As a person Mandy took a pride in all she did, home, work, food and clothes- she had a great sense of fun, a good sense of humour- a raucous laugh some-one described. She never said a bad word about anybody, and she also had some good friends. She cared for Stella, as well as David and Adam- she valued life and people. And as I have said all these qualities were to help see her through the 16 years after Adam’s birth. For as it became clear that Adam was going to develop into a fit, strong young man, so she became ill. For the first 10 years after Adam’s birth his survival was to be the focus of her energy; for the next 6 years it was her own survival. She never complained, she said she would handle it; she never said why me. And with the support of David, and good friends she battled against her illness. Gradually the pattern of life took on a different shape; as the end drew near for David, it was a case of spending mornings on the golf course with Adam, and afternoons with Mandy in Thorpe Hall.

And good things came out of the battle. Good like Daphne proved their true worth. The family drew closer together; Stellla showed what a loving mother and grandmother she was; David’s employer, Perkins, showed that they were also a concerned friend.

Precious moments were valued, like trips to Scotland; the peace of Iona and its cathedral; a foretaste almost of the peace that was to come for Mandy. For the struggle is now over; her body is at rest, free from pain and discomfort. Sometimes it is difficult to see purpose, shape and pattern in our lives. But if we look about us, away from the confusion and muddle of our own lives we can see that shape and pattern there is. We can see that the stars and planets in the heavens move in a fixed pattern; the suns sets and rises; the seasons come and go, and as surely as Spring follows winter, greenery dies back and returns to new life. We can see evidence of the pattern around us; but as one monk said to me; there is also a purpose and shape to our own lives- it’s just that we lie too close to the carpet to see the pattern in our lives.

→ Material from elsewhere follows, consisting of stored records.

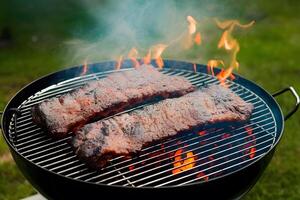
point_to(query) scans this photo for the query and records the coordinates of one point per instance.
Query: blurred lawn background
(32, 34)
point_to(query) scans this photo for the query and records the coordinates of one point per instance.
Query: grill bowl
(55, 171)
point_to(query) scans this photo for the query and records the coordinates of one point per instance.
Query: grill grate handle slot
(294, 93)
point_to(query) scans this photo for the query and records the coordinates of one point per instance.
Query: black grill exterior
(227, 158)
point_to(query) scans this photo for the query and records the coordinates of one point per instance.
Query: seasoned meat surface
(126, 134)
(107, 96)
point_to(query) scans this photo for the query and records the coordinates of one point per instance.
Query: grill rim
(76, 70)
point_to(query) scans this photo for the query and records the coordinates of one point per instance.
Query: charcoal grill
(228, 159)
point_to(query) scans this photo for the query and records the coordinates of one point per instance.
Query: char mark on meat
(98, 99)
(126, 134)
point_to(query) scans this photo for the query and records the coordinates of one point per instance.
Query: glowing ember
(119, 63)
(131, 167)
(201, 133)
(252, 152)
(183, 165)
(232, 77)
(192, 24)
(249, 130)
(198, 39)
(195, 67)
(203, 176)
(157, 51)
(147, 58)
(226, 135)
(84, 69)
(132, 55)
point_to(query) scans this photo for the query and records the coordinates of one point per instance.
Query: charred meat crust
(126, 134)
(104, 97)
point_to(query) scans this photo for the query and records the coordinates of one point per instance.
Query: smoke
(120, 25)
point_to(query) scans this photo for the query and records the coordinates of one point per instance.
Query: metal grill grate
(217, 151)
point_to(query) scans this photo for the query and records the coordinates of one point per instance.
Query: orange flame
(198, 38)
(213, 63)
(133, 53)
(147, 58)
(231, 45)
(84, 68)
(192, 24)
(157, 51)
(119, 62)
(185, 164)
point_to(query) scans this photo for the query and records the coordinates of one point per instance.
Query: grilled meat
(107, 96)
(126, 134)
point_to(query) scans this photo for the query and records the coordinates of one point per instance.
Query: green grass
(269, 56)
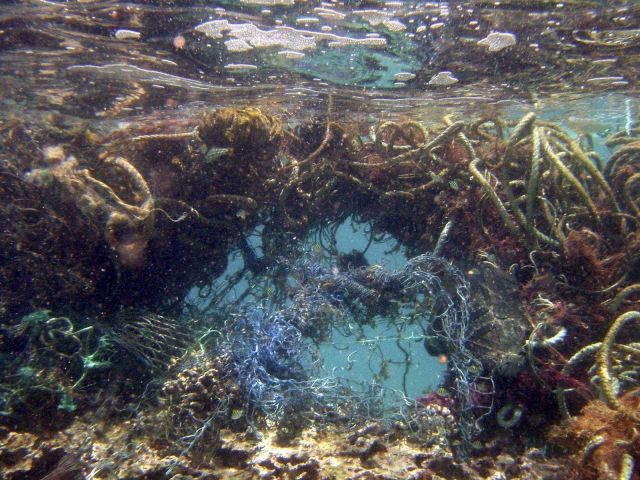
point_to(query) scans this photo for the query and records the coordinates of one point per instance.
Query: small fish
(442, 391)
(216, 153)
(236, 413)
(477, 445)
(474, 369)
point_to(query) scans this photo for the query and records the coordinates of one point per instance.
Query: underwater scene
(289, 239)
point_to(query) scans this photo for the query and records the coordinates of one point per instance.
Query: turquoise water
(304, 239)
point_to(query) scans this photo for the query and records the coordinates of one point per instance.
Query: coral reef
(107, 233)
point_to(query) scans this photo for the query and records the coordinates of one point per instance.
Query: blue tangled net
(270, 349)
(271, 362)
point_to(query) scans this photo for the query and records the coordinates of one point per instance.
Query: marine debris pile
(524, 277)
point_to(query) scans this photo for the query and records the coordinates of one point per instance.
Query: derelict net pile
(97, 222)
(270, 351)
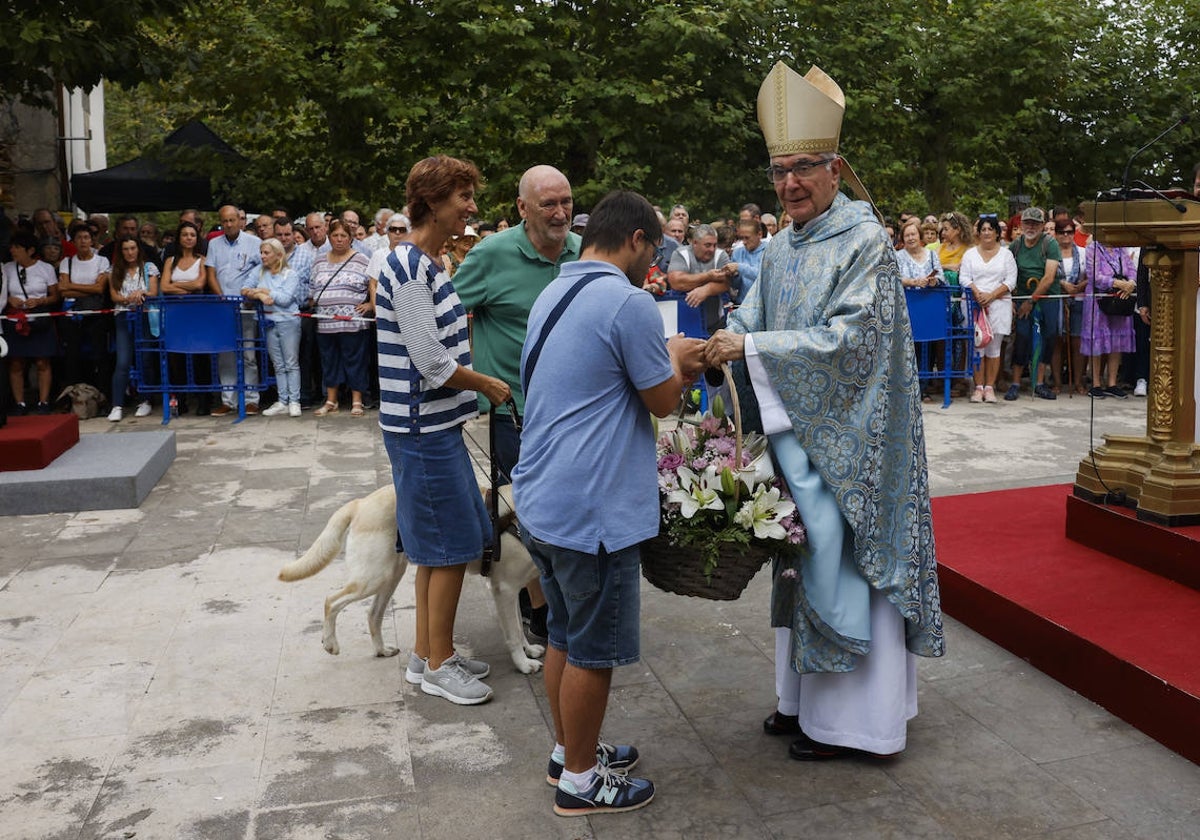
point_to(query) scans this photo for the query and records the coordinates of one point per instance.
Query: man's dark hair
(615, 220)
(24, 239)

Well I think we get more than a glimpse of the purpose and shape of Mandy’s life. It was a life, as I said motivated by faith, hope and love; by a determination not to let difficulties defeat us, for she never was beaten psychologically by her illness. It didn’t change her or distort her real self; she always remained the fine person she was, good; loving, caring and fun to be with, a loving wife, mother and daughter. With sadness We give thanks then for such a life, one that gave so much; confident in the knowledge that her body is at rest, and her soul at peace. In funerals we use the water of baptism to remind ourselves of God’s promise- the promise of new life that comes to Many now, and us all in our turn. For her the battle is over; we commit her with confidence to the loving care of her heavenly Father- in a place of refreshment, light and peace.